I want to show that every Lindelöf topological group is isomorphic to a subgroup of the product of second countable topological groups. I received an answer using the fact that Lindelöf topological groups are $\omega$-narrow, but I want to show it by using the following theorem.

Theorem: Every Hausdorff topological group $G$ is topologically isomorphic to a subgroup of the group of isometries $Is(M)$ of some metric space $M$, where $Is(M)$ is taken with the topology of pointwise convergence.

Any help would be greatly appreciated!

Solution 1:

A nice reference for this sort of thing is the book Topological Groups and Related Structures by Arhangel'skii and Tkachenko.

A Hausdorff topological group $G$ is said to be $\omega$-narrow if for every open neighborhood $U$ of the identity $e$, there is a countable set $A$ such that $AU=G$.

Certainly every Lindelöf topological group is $\omega$-narrow; take $A\subset G$ to be a countable set such that $\{aU\}_{a\in A}$ is an open cover of $G$.

Guran's Theorem (3.4.23 in the book mentioned) states that a topological group is $\omega$-narrow iff it embeds as a topological subgroup of a product of second countable topological groups.

This result is more general than the one you are asking for and the proof can be found in the book. On the other hand, the proof here doesn't seem to use Uspenskij's theorem (that $G$ can be embedded in the isometry group of some metric space $M$, in particular the metric space of all bounded left uniformly continuous real-valued functions on $G$).

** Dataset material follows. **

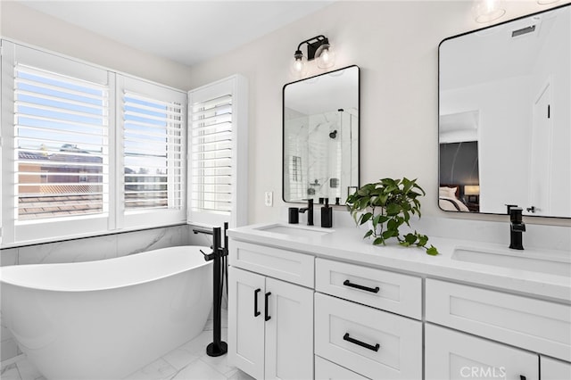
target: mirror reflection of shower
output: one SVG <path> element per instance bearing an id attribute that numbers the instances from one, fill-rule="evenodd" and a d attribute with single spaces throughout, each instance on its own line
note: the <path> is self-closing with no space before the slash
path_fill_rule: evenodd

Perhaps for Lindelöf $G$, there is a simpler proof using Uspenskij's theorem and someone else can point the way to this. I am curious to know where it is said that such a proof is possible?

Solution 2:

Let $G$ be a Lindelöf group. By your theorem, you can assume that $G$ is a subgroup of $\operatorname{Iso}(M)$ for some metric space $M$. Now, consider the decomposition of $M$ into $G$-orbits, call them $M_a$. Since each orbit is an image of $G$, each $M_a$ is Lindelöf. Furthermore, since each $M_a$ is metrizable, they each have a countable base.

Now, for every $M_a$, since $G$ acts on $M_a$, there is a natural homomorphism of topological groups from $G$ to $\operatorname{Iso}(M)$. Then, the diagonal product of these homomorphisms gives you the embedding of $G$ into the product of second countable groups.